Review In the US, Roku has ridden to prominence on the back of services like Netflix and Hulu, and the phenomenon of ‘cord cutting’, where people discontinue pay TV services in favour of, well, paid IPTV services. That’s perhaps not surprising when their entry level box costs less than £40 including tax for US customers.
The Roku 2XS comes with a wireless gaming remote, and Angry Birds
The company’s just launched in the UK, following the arrival of Netflix here, with two players – the £50 Roku LT and the Roku 2 XS; both are extremely compact, and designed to connect to your home network wirelessly, and to your TV, preferably using HDMI.
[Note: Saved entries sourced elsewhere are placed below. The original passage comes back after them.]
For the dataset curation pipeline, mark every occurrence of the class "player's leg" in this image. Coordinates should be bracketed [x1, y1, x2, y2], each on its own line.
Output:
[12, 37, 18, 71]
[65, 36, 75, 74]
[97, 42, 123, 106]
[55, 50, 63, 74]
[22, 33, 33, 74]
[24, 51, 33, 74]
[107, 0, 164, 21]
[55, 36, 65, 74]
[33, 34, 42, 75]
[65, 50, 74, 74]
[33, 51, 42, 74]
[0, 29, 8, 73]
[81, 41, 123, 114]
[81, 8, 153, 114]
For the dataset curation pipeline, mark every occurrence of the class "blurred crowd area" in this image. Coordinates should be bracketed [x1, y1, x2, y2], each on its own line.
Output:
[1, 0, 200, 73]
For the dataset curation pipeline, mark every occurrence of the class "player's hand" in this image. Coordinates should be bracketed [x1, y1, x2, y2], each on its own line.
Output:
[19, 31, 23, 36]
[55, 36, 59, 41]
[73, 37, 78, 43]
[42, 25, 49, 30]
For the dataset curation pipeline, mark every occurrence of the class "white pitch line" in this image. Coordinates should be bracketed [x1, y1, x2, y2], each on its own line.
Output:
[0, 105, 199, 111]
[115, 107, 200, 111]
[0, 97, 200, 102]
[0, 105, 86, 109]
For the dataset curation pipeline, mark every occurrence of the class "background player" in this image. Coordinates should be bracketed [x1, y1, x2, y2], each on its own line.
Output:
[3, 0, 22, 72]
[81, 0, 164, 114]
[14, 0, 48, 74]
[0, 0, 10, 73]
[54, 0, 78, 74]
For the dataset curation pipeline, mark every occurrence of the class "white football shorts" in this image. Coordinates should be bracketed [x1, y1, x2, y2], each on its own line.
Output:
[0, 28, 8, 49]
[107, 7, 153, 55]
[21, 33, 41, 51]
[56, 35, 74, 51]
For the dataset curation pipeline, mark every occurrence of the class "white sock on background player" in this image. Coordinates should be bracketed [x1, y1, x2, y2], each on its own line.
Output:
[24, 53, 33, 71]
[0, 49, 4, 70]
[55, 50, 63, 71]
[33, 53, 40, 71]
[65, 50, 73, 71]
The 2XS that I reviewed also has an Ethernet port, and can output 1080p over HDMI, rather than 720p. The analogue output is a combined stereo and composite video, on a 3.5mm connector, and there’s also a external plug top power supply. There’s no HDMI cable in the box, which seems a bit mean when you’re paying £100 (and US owners pay the same in dollars).
Surround support from the HDMI output
The two big services for Roku in the UK are Netflix and the BBC’s iPlayer; Angry Birds is included with the 2 XS, if you like that sort of thing, along with a wireless gaming remote; the box also worked fine with a Harmony IR remote too.
Other channels can be added, either during the initial web-based setup, or from the on screen ‘channel store’, including Vimeo, Picasa, Flickr, Fox News, Weather Underground, Crackle, WSJ Live, Tune in radio, and a selection of smaller channels offering public domain films, or specialist content, like Bollywood or other foreign material and TED talks. But, compared to the US, there’s not the same breadth of content from major players.
Functional remote does the business
What there is, though, does play well; my heart sank at first seeing the quality of the logos introducing some programmes, even those marked as ‘HD.’ But the adaptive streaming soon perked things up. I wouldn’t say it’s as crisp as broadcast HD – the picture’s a bit soft – but it’s certainly better than some of the low-rent Freeview channels and the best content is around DVD quality.